Normalerweise würden die Kinder in den Jugenddörfern gerade ausgelassen und mit bunten Kostümen fröhlich Purim feiern. Nun aber heulen im ganzen Land wieder bei Tag und Nacht die Sirenen, die israelische Bevölkerung flüchtet sich in den nächstgelegenen Schutzraum.

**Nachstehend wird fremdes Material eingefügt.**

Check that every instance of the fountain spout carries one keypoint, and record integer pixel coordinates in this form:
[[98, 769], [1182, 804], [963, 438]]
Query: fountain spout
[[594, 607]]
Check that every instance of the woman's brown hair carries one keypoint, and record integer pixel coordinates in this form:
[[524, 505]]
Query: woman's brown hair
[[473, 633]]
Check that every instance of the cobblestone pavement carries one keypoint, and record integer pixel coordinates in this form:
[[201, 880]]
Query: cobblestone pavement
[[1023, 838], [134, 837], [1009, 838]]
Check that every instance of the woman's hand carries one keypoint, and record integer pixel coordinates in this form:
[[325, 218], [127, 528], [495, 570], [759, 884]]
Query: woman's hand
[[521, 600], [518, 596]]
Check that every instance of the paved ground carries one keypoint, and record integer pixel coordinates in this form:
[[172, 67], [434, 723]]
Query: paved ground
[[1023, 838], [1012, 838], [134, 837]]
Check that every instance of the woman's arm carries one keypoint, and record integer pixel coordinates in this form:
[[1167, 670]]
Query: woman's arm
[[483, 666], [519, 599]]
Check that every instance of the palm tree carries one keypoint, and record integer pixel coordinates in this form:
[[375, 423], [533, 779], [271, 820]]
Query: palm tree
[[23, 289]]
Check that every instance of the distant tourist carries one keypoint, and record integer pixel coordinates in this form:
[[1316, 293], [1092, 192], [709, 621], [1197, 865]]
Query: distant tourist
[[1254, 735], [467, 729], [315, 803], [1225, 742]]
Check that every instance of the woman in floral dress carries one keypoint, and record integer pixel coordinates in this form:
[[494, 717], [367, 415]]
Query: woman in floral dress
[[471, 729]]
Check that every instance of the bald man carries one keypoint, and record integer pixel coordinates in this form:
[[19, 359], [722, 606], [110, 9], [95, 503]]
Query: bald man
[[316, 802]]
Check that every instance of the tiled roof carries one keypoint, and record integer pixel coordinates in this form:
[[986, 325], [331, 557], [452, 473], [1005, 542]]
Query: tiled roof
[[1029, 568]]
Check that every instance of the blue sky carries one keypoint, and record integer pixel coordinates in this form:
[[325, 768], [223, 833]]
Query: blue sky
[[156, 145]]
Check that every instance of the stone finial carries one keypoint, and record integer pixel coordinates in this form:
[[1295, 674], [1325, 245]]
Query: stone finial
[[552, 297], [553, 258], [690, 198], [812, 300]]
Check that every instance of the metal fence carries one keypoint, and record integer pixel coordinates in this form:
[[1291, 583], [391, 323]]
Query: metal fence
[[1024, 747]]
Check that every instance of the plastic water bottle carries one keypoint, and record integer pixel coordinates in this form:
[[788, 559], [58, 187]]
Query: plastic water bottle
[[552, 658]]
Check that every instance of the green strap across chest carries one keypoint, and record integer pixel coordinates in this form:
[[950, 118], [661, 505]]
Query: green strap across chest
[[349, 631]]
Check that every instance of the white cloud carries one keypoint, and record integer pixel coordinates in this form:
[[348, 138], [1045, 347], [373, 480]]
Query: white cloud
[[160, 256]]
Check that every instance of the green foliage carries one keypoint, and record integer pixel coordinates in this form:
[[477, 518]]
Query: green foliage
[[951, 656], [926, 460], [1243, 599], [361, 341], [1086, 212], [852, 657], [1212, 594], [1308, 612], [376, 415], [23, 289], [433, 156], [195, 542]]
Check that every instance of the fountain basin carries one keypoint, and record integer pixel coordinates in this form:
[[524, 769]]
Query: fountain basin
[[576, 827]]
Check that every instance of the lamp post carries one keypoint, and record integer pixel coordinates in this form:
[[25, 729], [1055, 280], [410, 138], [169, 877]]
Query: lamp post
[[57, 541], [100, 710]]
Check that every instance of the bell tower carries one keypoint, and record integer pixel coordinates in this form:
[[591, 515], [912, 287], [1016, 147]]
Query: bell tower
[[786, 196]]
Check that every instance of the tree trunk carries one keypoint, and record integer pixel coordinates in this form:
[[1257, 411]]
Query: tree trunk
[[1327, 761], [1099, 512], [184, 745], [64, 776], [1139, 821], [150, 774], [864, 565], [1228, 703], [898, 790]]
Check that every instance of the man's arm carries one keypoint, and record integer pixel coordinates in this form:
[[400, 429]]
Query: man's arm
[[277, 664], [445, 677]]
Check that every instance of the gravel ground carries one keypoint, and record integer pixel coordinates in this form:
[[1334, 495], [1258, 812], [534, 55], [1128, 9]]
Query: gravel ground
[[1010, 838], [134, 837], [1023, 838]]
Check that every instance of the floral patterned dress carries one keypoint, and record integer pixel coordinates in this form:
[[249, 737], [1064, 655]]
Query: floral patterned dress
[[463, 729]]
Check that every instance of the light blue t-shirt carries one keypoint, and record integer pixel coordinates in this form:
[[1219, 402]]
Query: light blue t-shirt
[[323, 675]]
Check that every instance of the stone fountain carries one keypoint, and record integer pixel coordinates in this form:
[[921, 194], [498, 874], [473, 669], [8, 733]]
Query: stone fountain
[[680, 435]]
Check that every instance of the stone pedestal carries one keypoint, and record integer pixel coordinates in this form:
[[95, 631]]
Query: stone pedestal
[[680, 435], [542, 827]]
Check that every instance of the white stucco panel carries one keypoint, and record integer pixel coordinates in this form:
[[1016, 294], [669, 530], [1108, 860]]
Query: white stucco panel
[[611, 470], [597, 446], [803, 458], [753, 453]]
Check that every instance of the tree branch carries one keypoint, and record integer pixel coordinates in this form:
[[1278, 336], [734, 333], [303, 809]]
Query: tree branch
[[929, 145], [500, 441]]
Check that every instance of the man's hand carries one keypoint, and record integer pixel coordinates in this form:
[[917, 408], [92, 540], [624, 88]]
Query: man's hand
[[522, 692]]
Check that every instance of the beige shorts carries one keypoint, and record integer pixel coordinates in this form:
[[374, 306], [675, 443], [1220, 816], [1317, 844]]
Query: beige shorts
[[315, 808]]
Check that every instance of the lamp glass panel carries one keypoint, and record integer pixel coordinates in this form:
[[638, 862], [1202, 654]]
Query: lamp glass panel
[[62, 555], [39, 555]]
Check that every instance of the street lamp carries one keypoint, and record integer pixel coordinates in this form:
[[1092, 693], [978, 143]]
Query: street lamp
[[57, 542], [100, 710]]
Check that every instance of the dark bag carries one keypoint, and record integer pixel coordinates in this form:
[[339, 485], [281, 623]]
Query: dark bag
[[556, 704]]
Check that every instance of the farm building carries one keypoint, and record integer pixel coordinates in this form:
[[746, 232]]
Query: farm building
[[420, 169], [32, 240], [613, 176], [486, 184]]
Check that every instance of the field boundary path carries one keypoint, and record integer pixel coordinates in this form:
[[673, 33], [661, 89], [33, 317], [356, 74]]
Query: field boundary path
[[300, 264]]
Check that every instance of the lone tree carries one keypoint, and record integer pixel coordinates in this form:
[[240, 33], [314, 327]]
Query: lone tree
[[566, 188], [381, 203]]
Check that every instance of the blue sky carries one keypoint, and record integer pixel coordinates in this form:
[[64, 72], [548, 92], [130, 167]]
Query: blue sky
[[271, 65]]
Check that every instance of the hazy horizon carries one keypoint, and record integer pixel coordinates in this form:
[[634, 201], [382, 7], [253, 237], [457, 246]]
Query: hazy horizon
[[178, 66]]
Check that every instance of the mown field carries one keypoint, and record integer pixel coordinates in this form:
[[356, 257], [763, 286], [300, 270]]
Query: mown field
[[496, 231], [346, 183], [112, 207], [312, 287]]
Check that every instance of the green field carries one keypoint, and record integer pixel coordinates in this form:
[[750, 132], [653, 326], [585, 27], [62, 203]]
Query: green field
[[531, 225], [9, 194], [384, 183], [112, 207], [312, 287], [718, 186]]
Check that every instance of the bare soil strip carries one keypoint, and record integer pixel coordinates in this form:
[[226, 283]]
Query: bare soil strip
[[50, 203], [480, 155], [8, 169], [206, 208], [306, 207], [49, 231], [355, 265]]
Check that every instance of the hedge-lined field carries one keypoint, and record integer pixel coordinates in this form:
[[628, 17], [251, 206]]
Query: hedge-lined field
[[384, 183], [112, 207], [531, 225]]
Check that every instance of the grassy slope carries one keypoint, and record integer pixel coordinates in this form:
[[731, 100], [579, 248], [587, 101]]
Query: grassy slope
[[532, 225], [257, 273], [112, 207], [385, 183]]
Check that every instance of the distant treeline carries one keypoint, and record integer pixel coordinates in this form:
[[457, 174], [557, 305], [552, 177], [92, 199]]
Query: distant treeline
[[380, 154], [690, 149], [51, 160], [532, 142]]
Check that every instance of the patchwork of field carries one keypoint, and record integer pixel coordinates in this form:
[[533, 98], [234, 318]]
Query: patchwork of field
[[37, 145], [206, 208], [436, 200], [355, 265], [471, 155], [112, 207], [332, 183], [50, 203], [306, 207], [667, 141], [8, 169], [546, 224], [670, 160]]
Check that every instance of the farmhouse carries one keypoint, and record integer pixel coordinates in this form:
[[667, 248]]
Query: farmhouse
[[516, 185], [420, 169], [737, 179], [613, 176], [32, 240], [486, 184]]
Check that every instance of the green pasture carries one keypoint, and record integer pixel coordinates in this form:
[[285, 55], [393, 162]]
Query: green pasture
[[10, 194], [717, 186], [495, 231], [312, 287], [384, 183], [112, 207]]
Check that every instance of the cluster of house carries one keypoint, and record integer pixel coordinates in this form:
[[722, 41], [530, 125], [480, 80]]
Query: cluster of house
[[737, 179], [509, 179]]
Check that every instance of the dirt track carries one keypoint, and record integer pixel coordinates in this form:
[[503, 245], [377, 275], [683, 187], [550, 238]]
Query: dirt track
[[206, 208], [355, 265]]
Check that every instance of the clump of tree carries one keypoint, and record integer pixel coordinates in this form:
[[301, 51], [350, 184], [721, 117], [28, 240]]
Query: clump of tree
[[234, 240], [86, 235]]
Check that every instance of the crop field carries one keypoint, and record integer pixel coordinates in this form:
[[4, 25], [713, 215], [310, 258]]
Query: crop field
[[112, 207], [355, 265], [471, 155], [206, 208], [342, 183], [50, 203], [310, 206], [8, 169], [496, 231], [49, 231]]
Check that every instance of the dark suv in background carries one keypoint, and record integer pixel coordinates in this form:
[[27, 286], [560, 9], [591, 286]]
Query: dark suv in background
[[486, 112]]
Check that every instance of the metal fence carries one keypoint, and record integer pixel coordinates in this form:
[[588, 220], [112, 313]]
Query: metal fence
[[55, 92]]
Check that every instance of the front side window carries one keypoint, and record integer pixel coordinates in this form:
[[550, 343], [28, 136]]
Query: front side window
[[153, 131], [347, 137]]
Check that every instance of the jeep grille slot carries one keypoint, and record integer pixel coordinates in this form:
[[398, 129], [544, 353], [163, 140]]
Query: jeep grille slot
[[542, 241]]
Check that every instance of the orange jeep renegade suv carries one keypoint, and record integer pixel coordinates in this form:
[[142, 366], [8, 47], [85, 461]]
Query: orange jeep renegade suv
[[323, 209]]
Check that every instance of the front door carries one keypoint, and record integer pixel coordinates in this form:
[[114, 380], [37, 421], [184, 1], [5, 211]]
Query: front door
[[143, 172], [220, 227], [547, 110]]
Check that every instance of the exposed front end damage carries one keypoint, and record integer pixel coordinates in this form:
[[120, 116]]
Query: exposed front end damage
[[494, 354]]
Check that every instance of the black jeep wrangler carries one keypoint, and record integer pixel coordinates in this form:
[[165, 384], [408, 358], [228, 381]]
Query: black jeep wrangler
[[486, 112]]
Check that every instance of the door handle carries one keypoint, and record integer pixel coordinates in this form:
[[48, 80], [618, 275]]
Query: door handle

In zwei Jugenddörfern haben wir in den letzten Jahren Schutzräume finanziert: Im Jugenddorf Ayanot wurden im vorletzten und letzten Jahr zwei große von uns Schutzräume eingerichtet. In Kfar Silver, einem der ganz im Süden Israel gelegenen Jugenddörfer, ist gerade mit dem Jahreswechsel der neue große, nach modernstem Stand gebaute Schutzraum eingeweiht worden, der in Friedenszeiten zudem als pädagogisches Zentrum dienen kann. In beiden Jugenddörfern hätte es zuvor bei weitem nicht genügend Schutzmöglichkeiten gegeben, um den Kindern und Jugendlichen in der derzeitigen Situation einen sicheren Ort zu geben.
Wie drängend die Bedrohung trotz aller Raketenabwehrmaßnahmen auch für die Jugenddörfer ist, zeigt sich in Ben Shemen, das vor zwei Jahren an einem unserer Rad-Projekte beteiligt war: Im Ort gab es einen schweren Einschlag mit vielen Verletzten und Toten. Raketentrümmer regneten auch auf das Jugenddorf selbst nieder; glücklicherweise gab es hier zwar ausgedehnte Sachschäden, aber Personen wurden nicht getroffen.
Während die Kinder und Jugendlichen in den Jugenddörfern einen großen Teil ihrer Zeit in den Schutzräumen verbringen, sind viele ihrer Lehrer und Betreuer zum Zivilschutz eingezogen, um Brände zu löschen, Verletzte und Tote zu bergen oder Trümmer zu beseitigen.
Hoffen wir gemeinsam für alle Menschen im Nahen Osten darauf, dass die Angriffe bald enden und ein langfristiger Frieden einkehren kann.